The irony is that Albania’s government embraces the language of innovation while society still hesitates to embrace intellectual independence. The result is a kind of collective immaturity: a nation that praises enlightenment but avoids the discomfort of questioning authority.

Much like the monarchies that the French revolted against in 1789, today’s Albania is led by a political class that benefits from the people’s hesitation to challenge it. We call this “respect for authority” or “our culture,” but Kant would have called it voluntary immaturity.

The Albanian ideal of the strong male leader persists, as does the belief that a woman’s primary duty lies in childcare and obedience.

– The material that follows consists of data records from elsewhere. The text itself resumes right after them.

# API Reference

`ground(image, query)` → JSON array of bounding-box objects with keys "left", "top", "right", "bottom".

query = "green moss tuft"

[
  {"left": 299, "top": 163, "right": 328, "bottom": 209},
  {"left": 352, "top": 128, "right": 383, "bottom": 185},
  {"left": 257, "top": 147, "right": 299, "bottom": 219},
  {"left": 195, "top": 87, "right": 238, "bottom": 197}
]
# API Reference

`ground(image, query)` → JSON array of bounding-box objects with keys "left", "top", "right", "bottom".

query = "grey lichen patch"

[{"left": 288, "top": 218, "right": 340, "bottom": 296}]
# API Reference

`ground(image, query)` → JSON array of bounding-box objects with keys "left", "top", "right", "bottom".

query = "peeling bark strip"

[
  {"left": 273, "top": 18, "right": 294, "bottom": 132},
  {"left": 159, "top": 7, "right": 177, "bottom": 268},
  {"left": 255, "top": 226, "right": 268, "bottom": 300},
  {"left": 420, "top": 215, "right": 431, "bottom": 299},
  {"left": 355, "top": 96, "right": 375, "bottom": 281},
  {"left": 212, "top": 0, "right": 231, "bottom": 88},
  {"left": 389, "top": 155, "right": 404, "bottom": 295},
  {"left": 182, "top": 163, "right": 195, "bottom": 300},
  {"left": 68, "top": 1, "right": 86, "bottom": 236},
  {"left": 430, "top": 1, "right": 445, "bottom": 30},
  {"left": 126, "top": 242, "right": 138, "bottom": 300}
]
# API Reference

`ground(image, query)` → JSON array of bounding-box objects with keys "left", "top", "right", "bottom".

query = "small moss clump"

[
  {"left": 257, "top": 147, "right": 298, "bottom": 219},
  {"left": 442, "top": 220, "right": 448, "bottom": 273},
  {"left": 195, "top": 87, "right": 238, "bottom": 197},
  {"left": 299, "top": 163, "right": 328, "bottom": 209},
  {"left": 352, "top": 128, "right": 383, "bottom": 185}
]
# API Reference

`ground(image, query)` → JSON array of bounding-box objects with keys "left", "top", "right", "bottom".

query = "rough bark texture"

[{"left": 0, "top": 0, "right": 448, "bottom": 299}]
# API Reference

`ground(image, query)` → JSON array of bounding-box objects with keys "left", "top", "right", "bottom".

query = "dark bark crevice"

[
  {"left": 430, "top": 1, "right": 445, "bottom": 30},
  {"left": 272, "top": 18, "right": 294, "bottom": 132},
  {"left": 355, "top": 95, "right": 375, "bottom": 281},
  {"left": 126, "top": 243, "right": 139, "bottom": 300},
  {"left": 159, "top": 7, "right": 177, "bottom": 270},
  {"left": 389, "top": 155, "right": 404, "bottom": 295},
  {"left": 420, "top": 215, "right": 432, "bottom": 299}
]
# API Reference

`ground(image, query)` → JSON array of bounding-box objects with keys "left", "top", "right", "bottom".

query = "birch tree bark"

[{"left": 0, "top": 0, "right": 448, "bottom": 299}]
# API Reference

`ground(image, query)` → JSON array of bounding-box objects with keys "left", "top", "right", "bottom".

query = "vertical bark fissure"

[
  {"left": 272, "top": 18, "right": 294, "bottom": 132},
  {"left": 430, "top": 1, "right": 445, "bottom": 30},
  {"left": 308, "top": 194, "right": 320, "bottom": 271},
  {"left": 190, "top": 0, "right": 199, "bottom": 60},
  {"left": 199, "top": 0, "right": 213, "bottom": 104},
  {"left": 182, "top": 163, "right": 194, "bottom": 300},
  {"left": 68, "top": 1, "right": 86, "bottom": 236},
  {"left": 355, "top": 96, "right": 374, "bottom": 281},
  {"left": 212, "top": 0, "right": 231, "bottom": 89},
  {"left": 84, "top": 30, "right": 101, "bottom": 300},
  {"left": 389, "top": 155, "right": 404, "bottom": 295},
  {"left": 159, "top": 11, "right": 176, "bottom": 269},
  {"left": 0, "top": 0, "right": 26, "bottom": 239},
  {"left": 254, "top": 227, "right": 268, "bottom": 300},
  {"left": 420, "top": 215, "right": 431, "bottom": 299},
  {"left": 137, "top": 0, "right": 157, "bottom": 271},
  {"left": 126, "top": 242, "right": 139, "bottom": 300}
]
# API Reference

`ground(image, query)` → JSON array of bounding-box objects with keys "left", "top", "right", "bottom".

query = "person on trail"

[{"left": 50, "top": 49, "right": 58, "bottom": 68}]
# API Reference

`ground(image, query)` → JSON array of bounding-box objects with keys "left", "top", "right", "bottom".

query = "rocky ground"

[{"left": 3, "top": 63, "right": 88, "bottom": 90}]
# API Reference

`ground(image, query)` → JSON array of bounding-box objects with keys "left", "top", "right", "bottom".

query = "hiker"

These notions are defended as “tradition,” yet they betray the very essence of what Albanians have historically fought for — independence, integrity, and dignity.

It is a tragic irony: a people who preserved their alphabet and language through centuries of occupation now risk losing their intellectual independence to apathy and political manipulation.

The Enlightenment We Still Need

Kant acknowledged that not everyone would achieve enlightenment — that only the “extraordinary individual” could see beyond the limits imposed by custom and fear. But he also believed that progress was possible if society valued education, dialogue, and courage.

Albania, like much of the modern world, stands at a crossroads between imitation and authenticity. Its people are brilliant, creative, and capable — yet too often silenced by the weight of unexamined tradition and performative modernity.

Enlightenment is not a historical event but a continuous process — one that demands self-questioning, courage, and intellectual honesty. It is not achieved through political slogans or symbolic reforms, but through a collective decision to think freely.

So perhaps the question is not whether an AI could replace Edi Rama or govern more efficiently, but whether Albanians themselves can awaken the natural intelligence that already exists within them.

True progress will not come from algorithms or imported modernity, but from the courage to confront the contradictions that define us — to separate what is cultural from what is comfortable, what is traditional from what is merely habitual.

The Enlightenment was never about destroying tradition; it was about questioning what no longer served humanity. Albania’s challenge today is to do the same — to dare to think independently, to reclaim integrity as its true tradition, and to believe once again that knowledge is not a threat to culture but its highest form.

Sapere Aude — dare to know — remains as relevant in Albania today as it was in Königsberg in 1784.